Viver é acumular experiências, mas é também aprender a selecionar. Hoje sei com mais clareza o que provoca dano e o que é inofensivo. Espero saber um pouco mais amanhã. Se eu escolher o caminho da agressão, da violência calculada, aí sim serei plenamente responsável. Mas tento aceitar o equívoco e me perdoar sempre que não houve dolo, não houve intenção de ferir. A clareza é resultado direto do cuidado que temos em preservar e respeitar o que sente e respira. E, numa perspectiva mais poética, podemos acreditar que nem as pedras são privadas de um certo tipo de “sensibilidade”. Esse é um dos grandes pecados dos dias atuais: achar que o mundo está a nosso serviço, quando é exatamente o contrário. Na semana passada, andando pelas ruas centrais da cidade, surpreendi-me olhando para os passantes com interesse filosófico, por assim dizer. Sentia-me bastante melancólico e, envolto em mim mesmo, doía-me a indiferença do mundo. Porém, na medida em que fui me fixando nos rostos alheios, percebendo que alguns também demonstravam igual estado, dei-me conta da insignificância deste autocentramento. Por outro lado, essa percepção teve um caráter quase religioso, pois me colocou em conexão com pessoas que até então nada significavam para mim.
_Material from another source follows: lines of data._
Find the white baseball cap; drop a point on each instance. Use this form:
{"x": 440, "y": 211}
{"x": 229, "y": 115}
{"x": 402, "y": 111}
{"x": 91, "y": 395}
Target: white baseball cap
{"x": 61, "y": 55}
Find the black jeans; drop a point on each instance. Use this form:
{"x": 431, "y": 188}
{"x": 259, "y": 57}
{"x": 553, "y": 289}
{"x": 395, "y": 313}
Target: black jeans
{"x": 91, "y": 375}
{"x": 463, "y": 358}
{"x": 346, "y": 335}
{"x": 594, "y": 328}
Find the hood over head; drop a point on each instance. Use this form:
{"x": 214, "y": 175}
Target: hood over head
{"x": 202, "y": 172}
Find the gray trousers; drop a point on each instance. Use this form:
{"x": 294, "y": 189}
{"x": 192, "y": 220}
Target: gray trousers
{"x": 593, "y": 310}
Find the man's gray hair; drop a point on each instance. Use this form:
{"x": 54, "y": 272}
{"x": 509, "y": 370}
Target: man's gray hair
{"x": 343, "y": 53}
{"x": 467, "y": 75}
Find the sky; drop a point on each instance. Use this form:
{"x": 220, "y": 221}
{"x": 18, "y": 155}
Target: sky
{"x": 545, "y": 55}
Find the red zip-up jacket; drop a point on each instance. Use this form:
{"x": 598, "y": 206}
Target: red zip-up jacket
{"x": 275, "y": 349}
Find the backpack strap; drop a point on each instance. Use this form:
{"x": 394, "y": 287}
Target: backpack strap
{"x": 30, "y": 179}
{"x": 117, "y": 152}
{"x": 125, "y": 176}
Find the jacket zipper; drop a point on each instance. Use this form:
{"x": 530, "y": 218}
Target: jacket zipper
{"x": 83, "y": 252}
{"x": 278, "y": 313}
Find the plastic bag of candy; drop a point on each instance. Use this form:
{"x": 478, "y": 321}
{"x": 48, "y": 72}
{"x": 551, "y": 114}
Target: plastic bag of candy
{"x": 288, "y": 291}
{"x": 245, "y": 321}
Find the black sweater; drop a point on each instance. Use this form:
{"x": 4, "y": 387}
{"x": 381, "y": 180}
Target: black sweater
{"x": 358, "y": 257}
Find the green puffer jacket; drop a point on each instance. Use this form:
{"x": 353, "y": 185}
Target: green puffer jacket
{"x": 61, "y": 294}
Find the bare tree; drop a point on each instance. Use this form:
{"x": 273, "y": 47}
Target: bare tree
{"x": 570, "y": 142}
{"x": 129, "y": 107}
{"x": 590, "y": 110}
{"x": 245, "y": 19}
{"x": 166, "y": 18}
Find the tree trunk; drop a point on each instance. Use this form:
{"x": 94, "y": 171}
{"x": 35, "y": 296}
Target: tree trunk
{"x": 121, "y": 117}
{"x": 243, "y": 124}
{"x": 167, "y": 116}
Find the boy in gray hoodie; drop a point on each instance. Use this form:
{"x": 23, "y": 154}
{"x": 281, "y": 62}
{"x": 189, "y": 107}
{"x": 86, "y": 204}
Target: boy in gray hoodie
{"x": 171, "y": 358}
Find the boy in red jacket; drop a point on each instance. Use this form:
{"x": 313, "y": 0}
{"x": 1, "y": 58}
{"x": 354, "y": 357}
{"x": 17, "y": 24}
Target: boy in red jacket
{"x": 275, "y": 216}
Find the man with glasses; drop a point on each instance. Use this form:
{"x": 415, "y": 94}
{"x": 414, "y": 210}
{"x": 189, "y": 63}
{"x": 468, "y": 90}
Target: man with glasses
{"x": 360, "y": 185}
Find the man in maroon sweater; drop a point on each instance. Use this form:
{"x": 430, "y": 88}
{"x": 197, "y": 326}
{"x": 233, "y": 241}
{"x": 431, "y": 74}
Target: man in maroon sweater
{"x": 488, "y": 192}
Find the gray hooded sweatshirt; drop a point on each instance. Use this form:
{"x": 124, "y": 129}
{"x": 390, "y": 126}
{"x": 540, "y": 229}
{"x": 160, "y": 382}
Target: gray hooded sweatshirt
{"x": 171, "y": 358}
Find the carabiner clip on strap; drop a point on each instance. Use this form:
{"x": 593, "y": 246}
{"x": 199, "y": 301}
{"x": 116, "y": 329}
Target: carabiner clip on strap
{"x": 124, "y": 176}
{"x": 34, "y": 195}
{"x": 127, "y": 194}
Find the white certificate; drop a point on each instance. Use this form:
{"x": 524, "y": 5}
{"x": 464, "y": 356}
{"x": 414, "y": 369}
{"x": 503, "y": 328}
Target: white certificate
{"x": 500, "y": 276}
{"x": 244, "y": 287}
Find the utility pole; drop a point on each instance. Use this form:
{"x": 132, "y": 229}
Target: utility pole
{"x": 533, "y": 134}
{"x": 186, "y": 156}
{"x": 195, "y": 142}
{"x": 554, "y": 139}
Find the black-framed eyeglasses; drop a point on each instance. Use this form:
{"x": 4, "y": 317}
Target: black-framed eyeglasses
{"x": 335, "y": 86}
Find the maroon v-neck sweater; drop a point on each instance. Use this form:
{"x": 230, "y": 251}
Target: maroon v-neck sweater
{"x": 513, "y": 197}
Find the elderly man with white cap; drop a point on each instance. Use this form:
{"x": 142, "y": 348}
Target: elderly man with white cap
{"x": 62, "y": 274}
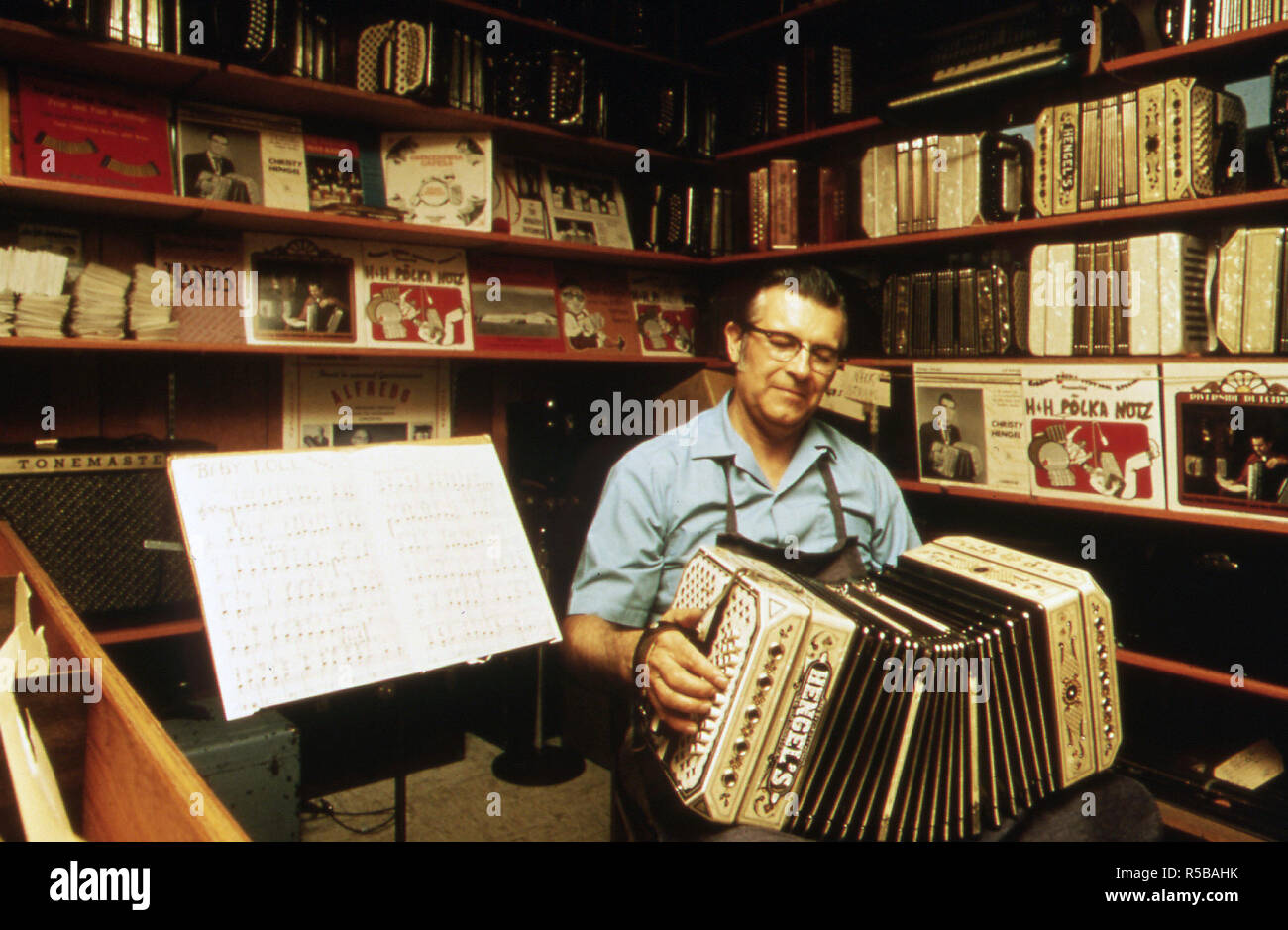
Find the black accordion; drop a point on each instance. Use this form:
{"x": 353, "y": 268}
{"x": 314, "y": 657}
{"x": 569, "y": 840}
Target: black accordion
{"x": 927, "y": 702}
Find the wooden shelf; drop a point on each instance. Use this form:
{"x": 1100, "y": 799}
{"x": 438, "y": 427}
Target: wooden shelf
{"x": 197, "y": 78}
{"x": 73, "y": 344}
{"x": 110, "y": 62}
{"x": 993, "y": 361}
{"x": 584, "y": 38}
{"x": 1198, "y": 673}
{"x": 1151, "y": 214}
{"x": 1239, "y": 51}
{"x": 773, "y": 21}
{"x": 800, "y": 140}
{"x": 62, "y": 196}
{"x": 1232, "y": 522}
{"x": 134, "y": 634}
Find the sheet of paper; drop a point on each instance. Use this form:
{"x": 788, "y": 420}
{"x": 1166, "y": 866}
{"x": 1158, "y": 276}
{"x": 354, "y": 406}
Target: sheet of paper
{"x": 322, "y": 569}
{"x": 40, "y": 804}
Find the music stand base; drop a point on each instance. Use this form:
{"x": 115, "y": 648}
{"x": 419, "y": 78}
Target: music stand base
{"x": 539, "y": 767}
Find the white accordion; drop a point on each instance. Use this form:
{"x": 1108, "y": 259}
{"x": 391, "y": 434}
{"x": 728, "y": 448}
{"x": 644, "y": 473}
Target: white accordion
{"x": 925, "y": 703}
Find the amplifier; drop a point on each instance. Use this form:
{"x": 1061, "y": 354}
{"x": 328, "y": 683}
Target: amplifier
{"x": 85, "y": 509}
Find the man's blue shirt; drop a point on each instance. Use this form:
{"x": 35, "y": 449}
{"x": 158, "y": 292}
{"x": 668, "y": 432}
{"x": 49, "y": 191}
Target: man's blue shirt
{"x": 666, "y": 497}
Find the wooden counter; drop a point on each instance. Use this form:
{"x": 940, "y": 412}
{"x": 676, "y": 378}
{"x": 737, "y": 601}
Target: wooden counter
{"x": 138, "y": 785}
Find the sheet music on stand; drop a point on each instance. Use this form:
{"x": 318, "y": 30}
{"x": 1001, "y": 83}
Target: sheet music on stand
{"x": 323, "y": 569}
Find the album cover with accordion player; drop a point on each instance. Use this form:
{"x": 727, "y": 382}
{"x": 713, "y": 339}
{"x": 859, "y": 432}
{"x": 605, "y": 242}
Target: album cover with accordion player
{"x": 928, "y": 702}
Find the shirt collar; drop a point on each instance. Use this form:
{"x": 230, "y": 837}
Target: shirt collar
{"x": 724, "y": 441}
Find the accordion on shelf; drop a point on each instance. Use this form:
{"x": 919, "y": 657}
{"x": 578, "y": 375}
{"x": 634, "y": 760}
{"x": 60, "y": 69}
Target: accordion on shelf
{"x": 947, "y": 313}
{"x": 944, "y": 182}
{"x": 1168, "y": 141}
{"x": 691, "y": 221}
{"x": 1249, "y": 295}
{"x": 425, "y": 60}
{"x": 961, "y": 686}
{"x": 1144, "y": 295}
{"x": 1017, "y": 42}
{"x": 795, "y": 204}
{"x": 1185, "y": 21}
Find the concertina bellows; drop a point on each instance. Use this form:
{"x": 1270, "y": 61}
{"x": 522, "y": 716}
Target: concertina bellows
{"x": 927, "y": 702}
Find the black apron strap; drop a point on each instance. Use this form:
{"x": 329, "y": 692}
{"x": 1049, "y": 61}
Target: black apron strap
{"x": 833, "y": 498}
{"x": 730, "y": 511}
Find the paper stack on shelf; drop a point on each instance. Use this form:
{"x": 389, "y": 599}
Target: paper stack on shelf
{"x": 151, "y": 304}
{"x": 33, "y": 270}
{"x": 8, "y": 304}
{"x": 98, "y": 305}
{"x": 39, "y": 316}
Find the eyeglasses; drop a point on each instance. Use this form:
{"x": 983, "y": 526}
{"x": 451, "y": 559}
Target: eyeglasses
{"x": 784, "y": 347}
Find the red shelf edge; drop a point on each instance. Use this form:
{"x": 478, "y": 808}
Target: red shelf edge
{"x": 1196, "y": 672}
{"x": 1233, "y": 522}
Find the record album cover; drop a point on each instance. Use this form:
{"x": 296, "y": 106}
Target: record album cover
{"x": 93, "y": 134}
{"x": 415, "y": 296}
{"x": 596, "y": 311}
{"x": 1095, "y": 432}
{"x": 513, "y": 301}
{"x": 301, "y": 290}
{"x": 518, "y": 196}
{"x": 355, "y": 401}
{"x": 587, "y": 208}
{"x": 335, "y": 171}
{"x": 1228, "y": 438}
{"x": 665, "y": 312}
{"x": 439, "y": 178}
{"x": 240, "y": 156}
{"x": 970, "y": 425}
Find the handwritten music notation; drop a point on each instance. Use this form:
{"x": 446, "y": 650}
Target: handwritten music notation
{"x": 323, "y": 569}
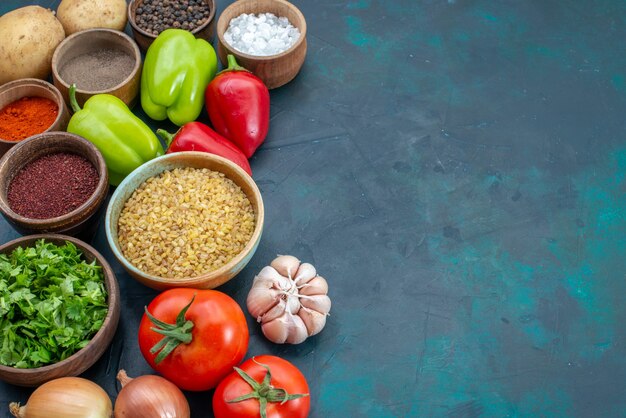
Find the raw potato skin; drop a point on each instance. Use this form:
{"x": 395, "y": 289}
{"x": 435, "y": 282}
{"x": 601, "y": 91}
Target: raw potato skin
{"x": 28, "y": 38}
{"x": 77, "y": 15}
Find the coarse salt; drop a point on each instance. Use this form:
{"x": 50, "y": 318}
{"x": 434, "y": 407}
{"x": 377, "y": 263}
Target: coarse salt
{"x": 261, "y": 35}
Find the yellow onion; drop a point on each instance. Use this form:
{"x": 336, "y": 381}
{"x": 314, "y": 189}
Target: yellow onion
{"x": 149, "y": 396}
{"x": 66, "y": 397}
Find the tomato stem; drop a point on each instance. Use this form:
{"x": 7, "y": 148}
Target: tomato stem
{"x": 264, "y": 391}
{"x": 174, "y": 334}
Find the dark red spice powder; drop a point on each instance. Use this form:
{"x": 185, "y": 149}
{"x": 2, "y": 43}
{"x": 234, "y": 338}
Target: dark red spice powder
{"x": 52, "y": 186}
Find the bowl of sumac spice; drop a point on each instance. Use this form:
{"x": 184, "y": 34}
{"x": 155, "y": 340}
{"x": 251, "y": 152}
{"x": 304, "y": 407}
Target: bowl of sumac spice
{"x": 148, "y": 18}
{"x": 28, "y": 107}
{"x": 53, "y": 182}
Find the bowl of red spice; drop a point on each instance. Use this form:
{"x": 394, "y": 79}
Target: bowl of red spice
{"x": 53, "y": 182}
{"x": 28, "y": 107}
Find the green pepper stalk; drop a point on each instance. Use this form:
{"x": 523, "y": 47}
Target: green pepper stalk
{"x": 124, "y": 140}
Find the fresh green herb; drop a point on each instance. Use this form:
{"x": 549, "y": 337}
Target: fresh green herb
{"x": 52, "y": 302}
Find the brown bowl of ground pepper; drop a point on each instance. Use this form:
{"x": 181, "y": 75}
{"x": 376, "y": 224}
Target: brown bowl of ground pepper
{"x": 28, "y": 107}
{"x": 98, "y": 61}
{"x": 53, "y": 182}
{"x": 148, "y": 18}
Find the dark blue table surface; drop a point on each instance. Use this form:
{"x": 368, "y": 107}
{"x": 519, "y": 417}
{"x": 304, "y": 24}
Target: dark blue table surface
{"x": 456, "y": 170}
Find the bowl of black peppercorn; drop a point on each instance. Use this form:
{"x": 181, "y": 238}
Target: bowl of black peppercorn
{"x": 148, "y": 18}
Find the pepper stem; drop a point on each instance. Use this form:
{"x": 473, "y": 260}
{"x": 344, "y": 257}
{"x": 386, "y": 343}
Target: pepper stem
{"x": 233, "y": 65}
{"x": 15, "y": 409}
{"x": 123, "y": 378}
{"x": 264, "y": 391}
{"x": 174, "y": 334}
{"x": 166, "y": 136}
{"x": 73, "y": 101}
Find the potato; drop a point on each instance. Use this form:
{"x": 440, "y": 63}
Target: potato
{"x": 77, "y": 15}
{"x": 29, "y": 36}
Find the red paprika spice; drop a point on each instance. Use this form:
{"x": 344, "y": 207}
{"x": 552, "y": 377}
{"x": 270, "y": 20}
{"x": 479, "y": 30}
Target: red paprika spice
{"x": 26, "y": 117}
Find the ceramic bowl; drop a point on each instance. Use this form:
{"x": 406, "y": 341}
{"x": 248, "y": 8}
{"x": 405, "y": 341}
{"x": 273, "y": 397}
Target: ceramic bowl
{"x": 87, "y": 356}
{"x": 92, "y": 40}
{"x": 28, "y": 87}
{"x": 274, "y": 70}
{"x": 81, "y": 221}
{"x": 169, "y": 162}
{"x": 144, "y": 39}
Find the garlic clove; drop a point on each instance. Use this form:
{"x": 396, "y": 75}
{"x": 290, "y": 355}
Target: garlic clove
{"x": 306, "y": 272}
{"x": 276, "y": 330}
{"x": 317, "y": 286}
{"x": 268, "y": 272}
{"x": 293, "y": 304}
{"x": 286, "y": 265}
{"x": 320, "y": 303}
{"x": 313, "y": 320}
{"x": 276, "y": 311}
{"x": 261, "y": 299}
{"x": 298, "y": 331}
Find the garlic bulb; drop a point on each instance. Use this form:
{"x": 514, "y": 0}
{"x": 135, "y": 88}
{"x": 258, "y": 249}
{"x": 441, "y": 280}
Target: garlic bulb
{"x": 290, "y": 300}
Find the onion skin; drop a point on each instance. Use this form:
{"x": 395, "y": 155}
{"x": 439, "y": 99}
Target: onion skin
{"x": 66, "y": 397}
{"x": 290, "y": 300}
{"x": 149, "y": 396}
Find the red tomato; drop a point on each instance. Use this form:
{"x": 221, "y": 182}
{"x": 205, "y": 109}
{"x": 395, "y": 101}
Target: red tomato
{"x": 219, "y": 337}
{"x": 284, "y": 375}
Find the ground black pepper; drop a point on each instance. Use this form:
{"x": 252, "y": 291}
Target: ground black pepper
{"x": 154, "y": 16}
{"x": 52, "y": 186}
{"x": 98, "y": 70}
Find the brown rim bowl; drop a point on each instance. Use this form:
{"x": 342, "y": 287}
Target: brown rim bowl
{"x": 144, "y": 39}
{"x": 91, "y": 40}
{"x": 274, "y": 70}
{"x": 179, "y": 160}
{"x": 87, "y": 356}
{"x": 77, "y": 222}
{"x": 28, "y": 87}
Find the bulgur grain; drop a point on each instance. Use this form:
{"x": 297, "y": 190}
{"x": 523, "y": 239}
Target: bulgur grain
{"x": 184, "y": 223}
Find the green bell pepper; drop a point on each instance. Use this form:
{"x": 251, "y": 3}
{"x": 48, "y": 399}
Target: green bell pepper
{"x": 176, "y": 71}
{"x": 124, "y": 140}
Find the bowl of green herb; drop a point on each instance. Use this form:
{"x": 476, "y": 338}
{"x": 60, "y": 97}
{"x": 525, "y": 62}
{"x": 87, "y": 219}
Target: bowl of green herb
{"x": 59, "y": 308}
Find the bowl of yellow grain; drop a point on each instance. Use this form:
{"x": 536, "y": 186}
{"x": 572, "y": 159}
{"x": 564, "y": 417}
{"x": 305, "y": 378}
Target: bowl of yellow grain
{"x": 187, "y": 219}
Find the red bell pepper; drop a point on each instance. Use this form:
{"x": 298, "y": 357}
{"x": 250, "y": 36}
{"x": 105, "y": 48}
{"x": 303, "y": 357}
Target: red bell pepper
{"x": 238, "y": 104}
{"x": 196, "y": 136}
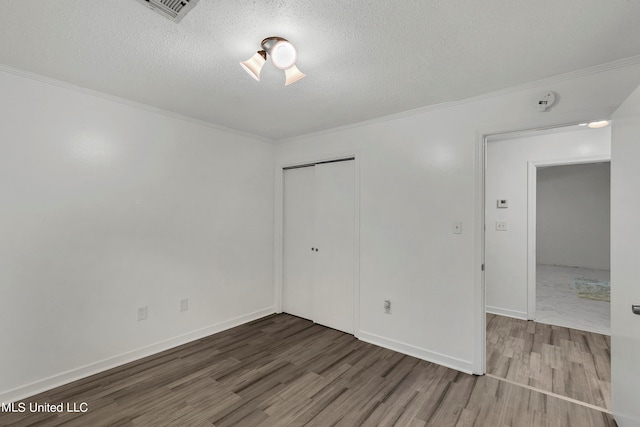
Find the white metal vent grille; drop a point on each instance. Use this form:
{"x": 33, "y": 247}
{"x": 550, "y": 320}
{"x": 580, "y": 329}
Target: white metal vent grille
{"x": 172, "y": 9}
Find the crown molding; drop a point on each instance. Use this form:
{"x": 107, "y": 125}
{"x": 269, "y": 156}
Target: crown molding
{"x": 124, "y": 101}
{"x": 608, "y": 66}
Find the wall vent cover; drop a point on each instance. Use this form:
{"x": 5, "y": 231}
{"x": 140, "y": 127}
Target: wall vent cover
{"x": 172, "y": 9}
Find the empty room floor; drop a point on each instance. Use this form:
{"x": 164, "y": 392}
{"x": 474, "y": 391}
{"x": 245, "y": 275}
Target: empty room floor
{"x": 282, "y": 370}
{"x": 558, "y": 301}
{"x": 557, "y": 360}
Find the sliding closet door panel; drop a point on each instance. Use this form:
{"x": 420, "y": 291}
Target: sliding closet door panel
{"x": 299, "y": 205}
{"x": 335, "y": 239}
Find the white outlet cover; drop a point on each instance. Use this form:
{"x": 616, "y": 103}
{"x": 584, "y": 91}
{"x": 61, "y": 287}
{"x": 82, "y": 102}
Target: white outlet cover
{"x": 457, "y": 227}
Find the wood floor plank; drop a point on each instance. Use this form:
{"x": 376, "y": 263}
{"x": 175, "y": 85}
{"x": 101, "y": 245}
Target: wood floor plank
{"x": 568, "y": 362}
{"x": 285, "y": 371}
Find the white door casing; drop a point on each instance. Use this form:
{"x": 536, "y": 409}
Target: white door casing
{"x": 319, "y": 257}
{"x": 625, "y": 265}
{"x": 298, "y": 214}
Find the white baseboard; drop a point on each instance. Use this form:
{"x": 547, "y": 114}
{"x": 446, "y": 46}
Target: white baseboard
{"x": 421, "y": 353}
{"x": 509, "y": 313}
{"x": 94, "y": 368}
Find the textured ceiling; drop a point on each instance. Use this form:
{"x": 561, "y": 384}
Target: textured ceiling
{"x": 363, "y": 59}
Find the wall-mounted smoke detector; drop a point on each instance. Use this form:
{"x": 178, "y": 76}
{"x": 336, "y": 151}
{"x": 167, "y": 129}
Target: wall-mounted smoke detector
{"x": 546, "y": 101}
{"x": 172, "y": 9}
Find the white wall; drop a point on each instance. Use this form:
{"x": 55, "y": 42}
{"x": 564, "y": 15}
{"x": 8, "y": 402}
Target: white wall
{"x": 506, "y": 178}
{"x": 106, "y": 207}
{"x": 418, "y": 174}
{"x": 625, "y": 268}
{"x": 573, "y": 215}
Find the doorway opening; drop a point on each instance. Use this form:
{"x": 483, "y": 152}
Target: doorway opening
{"x": 572, "y": 245}
{"x": 558, "y": 360}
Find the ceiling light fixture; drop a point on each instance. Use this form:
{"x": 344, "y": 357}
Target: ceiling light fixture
{"x": 600, "y": 124}
{"x": 283, "y": 56}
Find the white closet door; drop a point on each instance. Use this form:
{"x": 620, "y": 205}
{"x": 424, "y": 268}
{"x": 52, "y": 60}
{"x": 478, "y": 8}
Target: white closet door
{"x": 335, "y": 239}
{"x": 298, "y": 268}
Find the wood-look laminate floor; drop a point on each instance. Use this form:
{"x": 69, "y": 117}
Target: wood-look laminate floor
{"x": 568, "y": 362}
{"x": 283, "y": 370}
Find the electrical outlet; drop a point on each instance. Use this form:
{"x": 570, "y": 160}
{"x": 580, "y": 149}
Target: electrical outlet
{"x": 457, "y": 227}
{"x": 142, "y": 313}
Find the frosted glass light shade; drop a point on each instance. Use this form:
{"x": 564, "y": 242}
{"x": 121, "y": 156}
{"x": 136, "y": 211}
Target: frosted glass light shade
{"x": 254, "y": 65}
{"x": 292, "y": 75}
{"x": 283, "y": 55}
Uma simples mudança de perspectiva pode aniquilar a dor, fazendo-nos compreender o quanto somos levados a atribuir importância a coisas e situações que não a têm. A verdade é que a gente sempre faz o que pode. Do jeito que pode, na hora que pode. Mesmo nos munindo de toda a disposição, não conseguimos ir além do que conhecemos e acreditamos no momento. Não é de se estranhar que os grandes mestres repitam: “Atenção, atenção, atenção!” O equívoco é sempre fruto da distração, da nossa tendência em ficar olhando para o lado, quando o mais importante acontece diante e dentro de nós. Não sei se a morte é um fim, um começo ou um meio. Mesmo que tudo se esgote aqui, precisamos escolher com o máximo de lucidez. E agir. Os santos e os assassinos em algum momento se igualam: ambos fazem o que é possível com o que extraíram da vida. O horror e a beleza acabam se misturando nessa misteriosa viagem que começa e termina tão rapidamente. Vale lembrar uma exortação que se encontra na Bíblia: “O que te vier à mão para fazer, faze-o conforme tuas forças, pois na sepultura não há obra nem sabedoria alguma.”
Não desprezemos o erro: ele é o degrau mais seguro para ver um pouco acima, um pouco além, através de tudo.